Umgerechnet auf den Energieinhalt von Heizöl entspricht dies einer Menge von 369 Milliarden Liter. Für den Transport dieser Menge wäre ein Güterzug mit einer Länge von 74.000 km Länge notwendig. Ein solcher Zug würde fast zweimal die Erde umrunden. Die nackten Zahlen verdeutlichen: Die Herausforderungen der Energiewende, die vollständige Umstellung der Energieversorgung auf erneuerbare Energieträger, sind gewaltig.

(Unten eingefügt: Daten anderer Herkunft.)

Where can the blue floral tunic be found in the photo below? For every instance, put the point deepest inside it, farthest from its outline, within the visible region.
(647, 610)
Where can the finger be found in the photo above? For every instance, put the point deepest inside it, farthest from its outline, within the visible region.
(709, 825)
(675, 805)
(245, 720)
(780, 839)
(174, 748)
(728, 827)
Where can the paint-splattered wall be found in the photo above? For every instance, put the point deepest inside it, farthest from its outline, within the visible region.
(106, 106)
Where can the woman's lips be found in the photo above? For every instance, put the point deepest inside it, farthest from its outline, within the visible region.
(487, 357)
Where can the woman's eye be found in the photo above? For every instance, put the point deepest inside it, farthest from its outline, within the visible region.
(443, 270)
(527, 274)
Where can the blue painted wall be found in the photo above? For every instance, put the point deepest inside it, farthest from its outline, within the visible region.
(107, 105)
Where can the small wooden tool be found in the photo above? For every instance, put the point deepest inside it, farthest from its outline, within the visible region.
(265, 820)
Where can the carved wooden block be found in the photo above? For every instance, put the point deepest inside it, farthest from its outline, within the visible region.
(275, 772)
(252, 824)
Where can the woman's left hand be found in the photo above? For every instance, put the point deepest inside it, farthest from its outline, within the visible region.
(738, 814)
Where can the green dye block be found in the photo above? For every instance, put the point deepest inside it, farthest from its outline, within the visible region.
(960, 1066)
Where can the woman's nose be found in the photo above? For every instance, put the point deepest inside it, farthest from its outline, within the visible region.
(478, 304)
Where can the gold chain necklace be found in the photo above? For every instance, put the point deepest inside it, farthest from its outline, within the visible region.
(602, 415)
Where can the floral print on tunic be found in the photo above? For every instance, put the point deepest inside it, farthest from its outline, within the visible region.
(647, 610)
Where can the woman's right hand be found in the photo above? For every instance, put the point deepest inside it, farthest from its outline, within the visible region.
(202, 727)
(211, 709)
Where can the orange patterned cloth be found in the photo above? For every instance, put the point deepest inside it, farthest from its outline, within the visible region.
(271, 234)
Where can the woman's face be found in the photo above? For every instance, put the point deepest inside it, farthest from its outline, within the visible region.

Das Ziel der Energiewende erfordert nicht weniger als ein Umdenken und eine Umstrukturierung der Energieversorgung. Das wichtigste Ziel ist und bleibt die Energieeinsparung, durch bessere Wärmedämmung und effizientere Technologien. Da mehr als die Hälfte des Energieverbrauchs für die Bereitstellung von Wärme benötigt wird, kommt der Optimierung der Wärmeversorgung die entscheidende Schlüsselstellung im Umbau der deutschen Energieversorgung zu. Die Abwärme, die in zentralen Großkraftwerken in Deutschland anfällt, entspricht 62 Prozent der Wärmemenge, die in privaten Haushalten zur Heizung und Warmwassererwärmung benötigt wird. Die anfallende Abwärme von Industrieprozessen ist in dieser Betrachtung noch gar nicht berücksichtigt.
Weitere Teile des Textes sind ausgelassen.